Danger Room, 23 Feb 2011: No, it’s not a deleted scene from Outbreak. The Pentagon agency charged with protecting the United States from weapons of mass destruction is looking to the insecure storage of pathogens at clinics in Africa as the next flashing red light for a potential biological outbreak.

Kenneth Myers, the director of the Defense Threat Reduction Agency, joined his old boss, Sen. Richard Lugar, on a trip to Burundi, Kenya and Uganda last fall to check out the security of disease samples at local clinics. What they found disturbed them: strains of deadly viruses like foot-and-mouth disease and anthrax, available at numerous clinics in areas in or near conflict zones, potentially ripe for the terrorist taking.

“It’s important to remember that these countries have no intention of being threats to the United States,” Myers tells Danger Room.  Indeed, the clinics have a very good reason for housing the pathogen samples: Their doctors need to be able to match patients with known diseases in the event of an outbreak. But Myers and Lugar left their trip worried about how many clinics possess the pathogens, as 20 years’ worth of lessons from checking the spread of loose nukes raised fears of inadvertent bio-proliferation.

So the Defense Threat Reduction Agency is looking to expand a program that’s grown out of Lugar’s eponymous anti-nuclear proliferation effort into Africa to see if the U.S. can help partner with these countries to minimize the threat. The first goal of the Chemical Biological Engagement Program is to build those relationships, Myers told a group of reporters Wednesday morning, so they can “consolidate the number of facilities with dangerous pathogens.”

That’s not all. Myers wants to collaborate with government officials, all the way down to the clinic level, to make sure the pathogens in residual facilities are stored safely, and offer help on “disease surveillance [and] epidemiological training.”

It’s an early effort — “about to be able to get started,” Myers put it — that’s part of the $1.5 billion worth of “layered” defenses against chemical and biological threats that the Pentagon is asking Congress to fund in the next fiscal year. Myers conceded that developing defenses against those threats is “very, very difficult.” Expensive efforts to create vaccines for consequence management have stalled.
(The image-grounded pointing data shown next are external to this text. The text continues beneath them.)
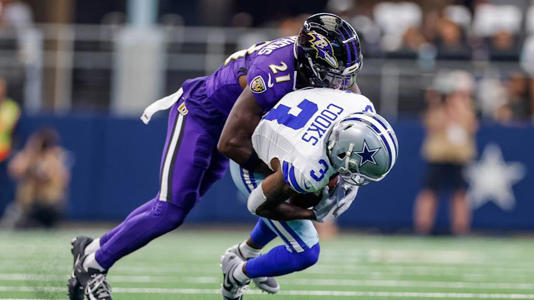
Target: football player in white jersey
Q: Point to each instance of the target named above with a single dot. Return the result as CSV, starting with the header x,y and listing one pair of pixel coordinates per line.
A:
x,y
309,138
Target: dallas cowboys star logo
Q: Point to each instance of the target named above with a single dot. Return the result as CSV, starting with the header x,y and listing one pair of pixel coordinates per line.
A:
x,y
492,178
367,154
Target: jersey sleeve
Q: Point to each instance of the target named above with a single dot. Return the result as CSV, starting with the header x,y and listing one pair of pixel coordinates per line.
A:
x,y
269,82
300,180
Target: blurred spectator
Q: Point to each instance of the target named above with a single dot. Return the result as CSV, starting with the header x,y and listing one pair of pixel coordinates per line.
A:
x,y
451,41
503,46
9,116
42,180
448,147
15,14
517,108
412,40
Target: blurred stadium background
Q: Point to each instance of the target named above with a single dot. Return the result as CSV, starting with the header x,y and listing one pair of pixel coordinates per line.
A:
x,y
88,68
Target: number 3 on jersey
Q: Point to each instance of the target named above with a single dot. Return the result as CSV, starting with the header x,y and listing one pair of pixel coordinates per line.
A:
x,y
282,116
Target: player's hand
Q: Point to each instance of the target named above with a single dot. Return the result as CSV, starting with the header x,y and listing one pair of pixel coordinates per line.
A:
x,y
350,192
323,208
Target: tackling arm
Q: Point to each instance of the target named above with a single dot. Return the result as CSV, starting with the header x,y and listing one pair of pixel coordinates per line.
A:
x,y
269,199
235,141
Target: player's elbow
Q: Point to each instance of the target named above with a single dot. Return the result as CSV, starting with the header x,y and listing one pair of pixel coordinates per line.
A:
x,y
227,146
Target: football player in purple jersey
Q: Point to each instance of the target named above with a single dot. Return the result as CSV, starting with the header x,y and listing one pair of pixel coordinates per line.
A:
x,y
211,119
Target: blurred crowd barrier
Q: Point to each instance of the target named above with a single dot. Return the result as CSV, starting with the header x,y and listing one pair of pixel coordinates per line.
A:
x,y
90,67
115,168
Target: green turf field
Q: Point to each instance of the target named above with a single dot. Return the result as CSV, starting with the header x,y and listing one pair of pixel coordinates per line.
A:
x,y
185,265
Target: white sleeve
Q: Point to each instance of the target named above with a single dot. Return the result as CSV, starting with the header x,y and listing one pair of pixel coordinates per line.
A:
x,y
300,180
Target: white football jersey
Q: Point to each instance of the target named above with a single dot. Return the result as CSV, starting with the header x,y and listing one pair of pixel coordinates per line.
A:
x,y
295,131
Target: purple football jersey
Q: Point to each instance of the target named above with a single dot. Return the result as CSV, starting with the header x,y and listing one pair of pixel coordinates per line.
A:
x,y
270,70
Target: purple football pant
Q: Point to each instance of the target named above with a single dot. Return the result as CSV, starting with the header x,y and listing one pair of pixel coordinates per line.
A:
x,y
189,166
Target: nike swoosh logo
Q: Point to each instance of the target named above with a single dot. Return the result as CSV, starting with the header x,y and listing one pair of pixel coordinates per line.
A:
x,y
226,284
269,82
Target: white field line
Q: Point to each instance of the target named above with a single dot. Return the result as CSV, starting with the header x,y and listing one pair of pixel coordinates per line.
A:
x,y
329,271
303,282
349,268
307,293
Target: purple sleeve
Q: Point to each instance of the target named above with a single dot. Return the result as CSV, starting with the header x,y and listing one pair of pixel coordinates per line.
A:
x,y
269,84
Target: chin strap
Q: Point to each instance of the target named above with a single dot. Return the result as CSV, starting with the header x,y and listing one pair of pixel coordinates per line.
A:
x,y
347,157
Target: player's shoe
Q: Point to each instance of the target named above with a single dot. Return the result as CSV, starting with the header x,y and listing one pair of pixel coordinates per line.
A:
x,y
78,245
266,284
93,281
231,288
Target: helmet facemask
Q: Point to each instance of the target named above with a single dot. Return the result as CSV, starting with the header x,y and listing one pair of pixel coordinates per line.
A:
x,y
326,77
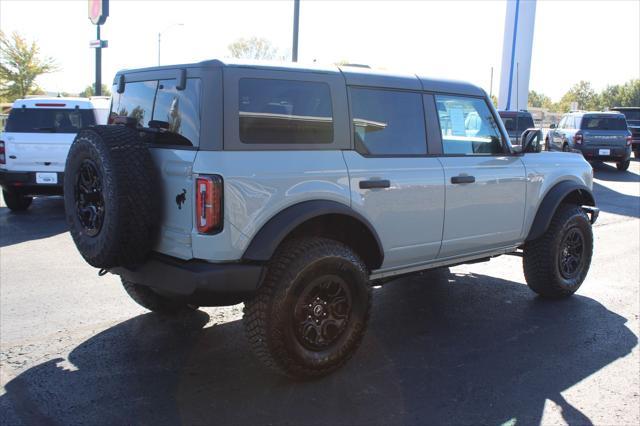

But that’s why he believes in “interdicting” WMD threats at their source to stop proliferation, having better surveillance of known and suspected sites, and responding capably if an attack should occur.

Despite years of fears, it’s an open question whether terrorists are actually planning chemical or biological attacks. Last month, the public threat assessment from U.S. intelligence officials warned of “smaller-scale” terrorism, involving homemade bombs like SUVs rigged to detonate or explosives packed in printer cartridges. Those cheap, low-yield terror attempts have been on display for the last several years. U.S. intelligence generally sees chemical, biological or even nuclear attacks as being mostly aspirational for terror groups — something they’d like to pull off, sure, but aren’t so realistic.

Myers declined Danger Room’s efforts to press him on whether the terrorist chem-bio threat was in fact receding. From his perspective, the ounce of prevention afforded by trying to lock down facilities where pathogens reside is more than worth the effort. “Is it not in the U.S. national security interest to create more barriers between the threat and [U.S. citizens]? The answer obviously is yes,” Myers says.